FAS Il plasmide Double Nickase (m) consiste in una coppia di plasmidi ingegnerizzati per l'editing ad alta specificità del locus Fas nelle linee cellulari mouse. Ciascun plasmide esprime una nickasi Cas9 D10A e un sgRNA distinto che prende di mira filamenti di DNA opposti all'interno di Fas. Quando indirizzate verso siti adiacenti su filamenti di DNA opposti, le due nickasi generano tagli a filamento singolo sfalsati che insieme producono una rottura a doppio filamento sfalsata, richiedendo un'attività coordinata sul bersaglio da entrambe le guide.

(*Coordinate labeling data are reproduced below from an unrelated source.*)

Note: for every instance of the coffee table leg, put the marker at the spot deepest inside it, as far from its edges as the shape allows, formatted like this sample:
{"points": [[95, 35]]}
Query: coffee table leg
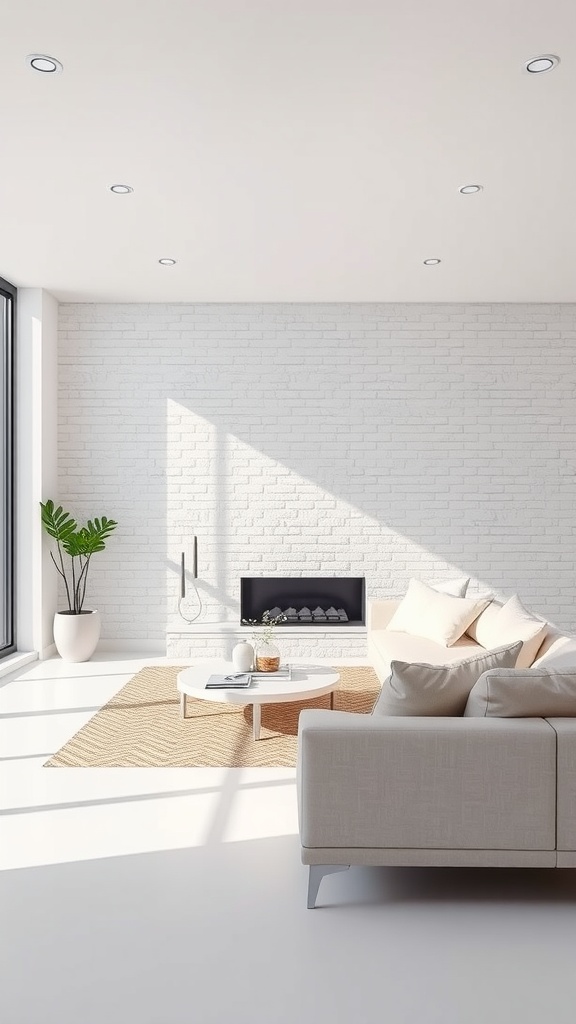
{"points": [[256, 710]]}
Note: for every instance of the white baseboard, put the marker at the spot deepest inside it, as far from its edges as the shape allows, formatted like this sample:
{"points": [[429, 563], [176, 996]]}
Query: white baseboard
{"points": [[13, 663], [137, 646]]}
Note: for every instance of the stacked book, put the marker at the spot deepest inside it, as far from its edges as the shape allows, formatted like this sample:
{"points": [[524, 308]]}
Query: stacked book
{"points": [[241, 680]]}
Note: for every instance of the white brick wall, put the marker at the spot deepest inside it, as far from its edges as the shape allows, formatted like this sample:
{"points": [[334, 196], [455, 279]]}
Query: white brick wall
{"points": [[384, 440]]}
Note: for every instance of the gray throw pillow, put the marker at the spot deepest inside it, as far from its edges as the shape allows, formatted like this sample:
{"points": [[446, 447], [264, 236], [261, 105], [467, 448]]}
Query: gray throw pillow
{"points": [[524, 693], [415, 688]]}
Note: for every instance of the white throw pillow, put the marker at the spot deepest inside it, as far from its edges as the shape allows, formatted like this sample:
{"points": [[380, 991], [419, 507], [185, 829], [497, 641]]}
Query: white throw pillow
{"points": [[501, 624], [414, 688], [441, 617], [456, 588], [524, 693]]}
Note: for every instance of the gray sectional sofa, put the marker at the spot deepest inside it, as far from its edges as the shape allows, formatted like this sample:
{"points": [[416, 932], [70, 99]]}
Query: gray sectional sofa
{"points": [[437, 791]]}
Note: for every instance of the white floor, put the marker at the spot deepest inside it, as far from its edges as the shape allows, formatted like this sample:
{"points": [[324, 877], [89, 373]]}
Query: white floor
{"points": [[176, 896]]}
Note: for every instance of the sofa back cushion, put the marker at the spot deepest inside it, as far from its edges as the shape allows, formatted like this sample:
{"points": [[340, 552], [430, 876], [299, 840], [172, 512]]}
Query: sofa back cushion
{"points": [[441, 617], [416, 688], [502, 624], [523, 693]]}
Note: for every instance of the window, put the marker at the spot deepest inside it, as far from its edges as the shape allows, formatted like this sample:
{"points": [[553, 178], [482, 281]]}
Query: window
{"points": [[7, 321]]}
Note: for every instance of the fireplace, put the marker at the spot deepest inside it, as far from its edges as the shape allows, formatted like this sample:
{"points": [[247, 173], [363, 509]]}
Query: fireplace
{"points": [[304, 600]]}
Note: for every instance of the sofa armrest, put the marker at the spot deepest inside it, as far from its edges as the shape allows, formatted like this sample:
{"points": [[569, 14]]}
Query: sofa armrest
{"points": [[380, 612], [425, 782]]}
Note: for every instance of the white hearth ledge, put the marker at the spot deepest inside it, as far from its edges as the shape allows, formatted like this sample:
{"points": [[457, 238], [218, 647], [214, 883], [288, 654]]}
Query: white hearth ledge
{"points": [[205, 639]]}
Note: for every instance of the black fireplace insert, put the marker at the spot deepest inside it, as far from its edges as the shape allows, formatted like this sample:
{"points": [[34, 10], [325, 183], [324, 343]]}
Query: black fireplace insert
{"points": [[304, 600]]}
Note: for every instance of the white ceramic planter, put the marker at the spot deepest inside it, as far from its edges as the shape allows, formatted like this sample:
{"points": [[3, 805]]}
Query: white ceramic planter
{"points": [[243, 657], [76, 636]]}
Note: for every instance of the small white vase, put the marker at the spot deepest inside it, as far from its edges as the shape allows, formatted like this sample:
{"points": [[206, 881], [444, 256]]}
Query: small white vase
{"points": [[76, 636], [243, 657]]}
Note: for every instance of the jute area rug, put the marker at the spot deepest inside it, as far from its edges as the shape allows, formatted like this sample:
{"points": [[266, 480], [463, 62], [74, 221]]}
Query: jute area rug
{"points": [[141, 726]]}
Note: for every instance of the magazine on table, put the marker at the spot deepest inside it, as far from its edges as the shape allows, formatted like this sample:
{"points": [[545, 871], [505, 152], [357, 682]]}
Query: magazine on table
{"points": [[228, 681], [241, 680]]}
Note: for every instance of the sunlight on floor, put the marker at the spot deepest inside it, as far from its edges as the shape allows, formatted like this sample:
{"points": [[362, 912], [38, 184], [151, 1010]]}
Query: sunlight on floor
{"points": [[57, 815]]}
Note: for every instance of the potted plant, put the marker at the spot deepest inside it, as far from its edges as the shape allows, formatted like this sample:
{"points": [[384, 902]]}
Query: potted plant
{"points": [[266, 653], [76, 630]]}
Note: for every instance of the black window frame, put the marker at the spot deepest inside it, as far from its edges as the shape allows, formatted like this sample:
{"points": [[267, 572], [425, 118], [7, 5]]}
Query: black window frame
{"points": [[8, 441]]}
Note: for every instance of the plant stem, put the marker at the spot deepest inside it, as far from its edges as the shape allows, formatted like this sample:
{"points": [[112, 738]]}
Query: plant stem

La rottura del DNA risultante viene risolta da vie di riparazione cellulare endogene, più comunemente attraverso la giunzione non omologa delle estremità (NHEJ), portando a inserzioni o delezioni che interrompono la funzione di Fas. Richiedendo il coinvolgimento di due sgRNA nel locus bersaglio, l'approccio a doppia nickasi migliora la specificità dell'editing e fornisce una strategia CRISPR complementare per applicazioni in cui è desiderato un controllo aggiuntivo sulla precisione del targeting.

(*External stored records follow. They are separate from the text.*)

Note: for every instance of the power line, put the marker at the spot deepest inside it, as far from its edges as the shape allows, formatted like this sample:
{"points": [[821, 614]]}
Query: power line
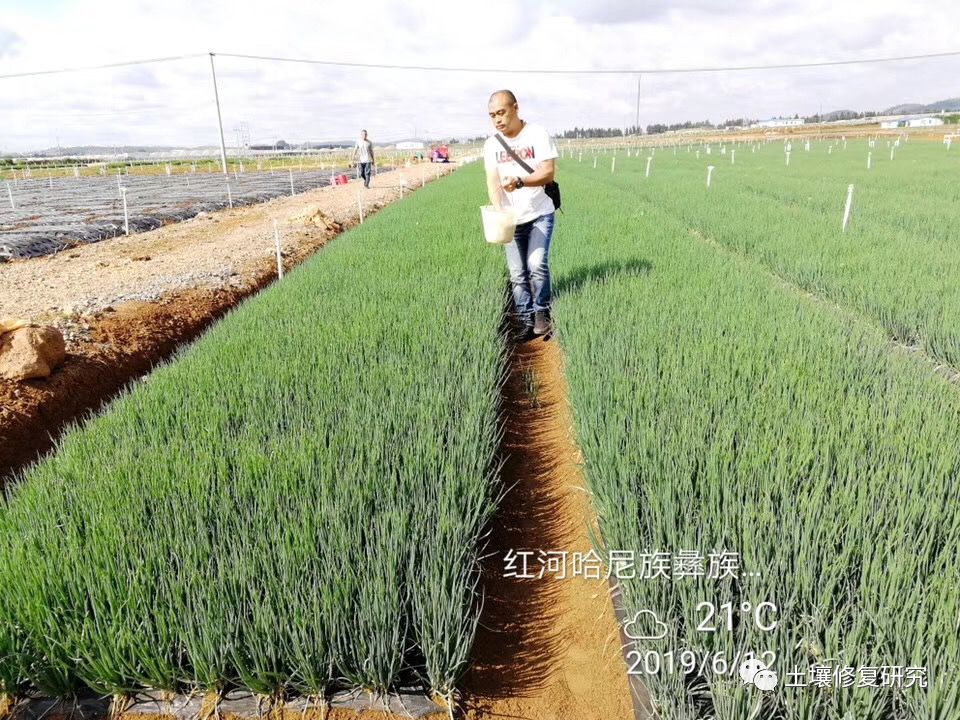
{"points": [[528, 71], [105, 66], [633, 71]]}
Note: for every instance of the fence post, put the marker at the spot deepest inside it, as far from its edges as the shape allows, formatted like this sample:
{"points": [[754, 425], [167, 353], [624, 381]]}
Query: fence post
{"points": [[276, 239]]}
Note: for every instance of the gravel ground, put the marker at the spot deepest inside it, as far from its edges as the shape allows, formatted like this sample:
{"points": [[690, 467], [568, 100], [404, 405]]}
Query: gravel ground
{"points": [[213, 249]]}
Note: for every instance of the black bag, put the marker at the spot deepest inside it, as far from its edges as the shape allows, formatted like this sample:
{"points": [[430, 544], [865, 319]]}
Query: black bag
{"points": [[552, 188]]}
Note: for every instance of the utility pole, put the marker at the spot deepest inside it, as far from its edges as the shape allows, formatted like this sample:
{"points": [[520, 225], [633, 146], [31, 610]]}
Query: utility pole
{"points": [[637, 123], [216, 98]]}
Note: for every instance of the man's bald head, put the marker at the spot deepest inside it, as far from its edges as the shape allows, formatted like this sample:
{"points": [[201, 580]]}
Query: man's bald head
{"points": [[505, 95]]}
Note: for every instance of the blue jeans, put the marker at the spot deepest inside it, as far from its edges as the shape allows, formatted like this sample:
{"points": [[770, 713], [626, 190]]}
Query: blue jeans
{"points": [[529, 272], [364, 172]]}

Per supportare l'identificazione efficiente delle cellule modificate, un plasmide codifica la GFP per la visualizzazione fluorescente delle popolazioni trasfettate, mentre il plasmide di accompagnamento porta un gene di resistenza alla puromicina per la selezione antibiotica. Insieme, queste caratteristiche supportano l'arricchimento efficiente delle popolazioni co-trasfettate e semplificano la convalida dei cloni con Fas interrotto.
Solo per uso di ricerca. Non destinato a uso diagnostico o terapeutico.